Because of the high stability of RG4 structures in vitro and the high concentration of K+ in cells (typically >100 mM, well above that required for quadruplex formation), regions that fold into RG4 structures in vitro are generally assumed to fold into these structures in cells. Indeed, RG4s are implicated in control of mRNA processing and translation, with recently proposed roles in human diseases, such as cancer (12) and neurodegeneration (13). Supporting the idea that RG4s are folded in cells, immunostaining with G4-specific antibodies yields a detectable, albeit weak, ribonuclease-sensitive signal in the cytoplasm (14). However, these immunostaining results leave open the possibility of folding during the processes of fixing, permeabilizing, or staining cells, and even if this signal represented quadruplex formation in cells, it could not provide information regarding either the sequence identities or the overall fraction of RG4 regions that fold in vivo.
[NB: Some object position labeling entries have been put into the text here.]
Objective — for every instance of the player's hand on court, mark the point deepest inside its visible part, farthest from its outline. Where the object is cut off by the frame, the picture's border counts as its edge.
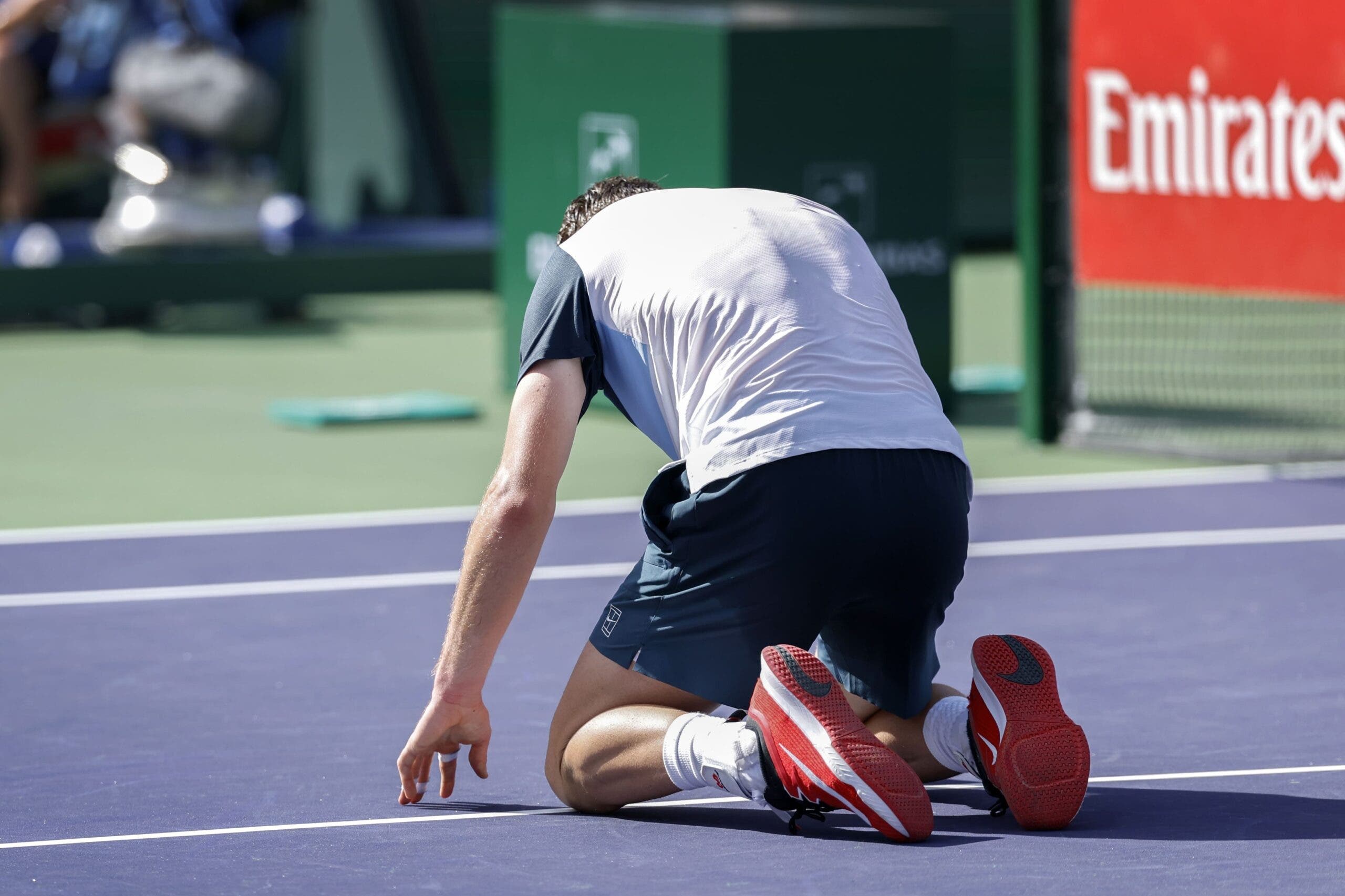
(443, 728)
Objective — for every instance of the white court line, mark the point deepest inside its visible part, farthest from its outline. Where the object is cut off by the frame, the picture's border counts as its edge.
(604, 506)
(292, 586)
(1024, 547)
(522, 813)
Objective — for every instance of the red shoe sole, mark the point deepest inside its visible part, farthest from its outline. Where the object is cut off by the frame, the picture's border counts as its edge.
(1041, 760)
(848, 767)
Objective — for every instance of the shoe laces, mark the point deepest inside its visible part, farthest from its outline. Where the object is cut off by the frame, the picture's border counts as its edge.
(806, 809)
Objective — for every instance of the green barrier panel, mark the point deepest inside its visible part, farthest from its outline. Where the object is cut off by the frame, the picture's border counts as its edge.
(851, 109)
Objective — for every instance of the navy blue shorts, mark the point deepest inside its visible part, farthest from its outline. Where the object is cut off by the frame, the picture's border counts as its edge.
(861, 548)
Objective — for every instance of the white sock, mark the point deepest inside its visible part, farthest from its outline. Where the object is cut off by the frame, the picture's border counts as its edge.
(704, 751)
(946, 735)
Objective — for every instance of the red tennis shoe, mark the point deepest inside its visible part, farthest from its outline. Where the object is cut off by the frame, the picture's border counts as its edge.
(1031, 754)
(818, 756)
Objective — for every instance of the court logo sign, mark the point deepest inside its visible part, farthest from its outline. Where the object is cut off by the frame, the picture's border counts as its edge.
(848, 189)
(609, 145)
(614, 617)
(1208, 145)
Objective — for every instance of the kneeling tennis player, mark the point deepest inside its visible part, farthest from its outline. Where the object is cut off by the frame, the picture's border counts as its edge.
(820, 501)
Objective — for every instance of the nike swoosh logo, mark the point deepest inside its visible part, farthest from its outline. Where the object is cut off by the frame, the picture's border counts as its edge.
(811, 685)
(995, 754)
(1029, 672)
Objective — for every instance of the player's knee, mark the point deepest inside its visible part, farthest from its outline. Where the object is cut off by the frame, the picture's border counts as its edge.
(572, 782)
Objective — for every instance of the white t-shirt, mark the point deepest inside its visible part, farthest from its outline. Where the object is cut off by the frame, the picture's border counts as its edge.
(736, 327)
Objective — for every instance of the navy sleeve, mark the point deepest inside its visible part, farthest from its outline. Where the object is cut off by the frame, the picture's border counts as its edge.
(560, 324)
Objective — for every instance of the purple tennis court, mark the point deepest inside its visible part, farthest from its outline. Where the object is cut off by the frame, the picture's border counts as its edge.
(219, 708)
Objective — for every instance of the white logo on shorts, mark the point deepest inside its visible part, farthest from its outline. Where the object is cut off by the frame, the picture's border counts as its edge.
(614, 617)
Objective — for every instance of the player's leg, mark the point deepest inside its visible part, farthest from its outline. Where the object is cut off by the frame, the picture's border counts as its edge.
(18, 133)
(731, 574)
(882, 642)
(606, 748)
(915, 739)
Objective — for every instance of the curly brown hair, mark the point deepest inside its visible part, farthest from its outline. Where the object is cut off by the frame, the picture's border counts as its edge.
(599, 197)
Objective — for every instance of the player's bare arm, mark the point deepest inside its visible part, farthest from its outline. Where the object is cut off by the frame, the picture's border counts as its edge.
(501, 554)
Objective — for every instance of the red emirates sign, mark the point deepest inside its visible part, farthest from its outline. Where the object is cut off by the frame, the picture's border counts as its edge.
(1208, 144)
Many RNAs with quadruplex-forming capacity

To systematically search for structure-forming potential in mammalian cellular RNAs, we exploited the ability of stable structures to stall reverse trancription. Polyadenylate [poly(A)]–selected mRNAs from mouse embryonic stem cells (mESCs) were randomly fragmented, and 60- to 80-nucleotide (nt) fragments were ligated to a common 3′ adapter used for global primer extension. Complementary DNAs (cDNAs) resulting from reverse transcription (RT) that stalled after only 20 to 45 nt of extension were purified and sequenced to identify the RT stops (Fig. 1B), by means of a procedure resembling that developed for DMS-seq (7). As illustrated for the Eef2 (Eukaryotic elongation factor 2) mRNA and the Malat1 (Metastasis-associated lung-adenocarcinoma transcript 1) noncoding RNA, most of the strong RT stops (65%) were at G nucleotides (Fig. 1, C and D, and fig. S1; P < 10−15, χ2 test). Analysis of the flanking sequences of these strong RT stops at G nucleotides showed that the 30 nucleotides upstream of the RT stops were also enriched in G (and depleted in C), particularly at positions –1 and –2 (92 and 66% G, respectively; Fig. 1E). In contrast, no enrichment was detected downstream, except for weak G enrichment at position +1 (38% G; Fig. 1E).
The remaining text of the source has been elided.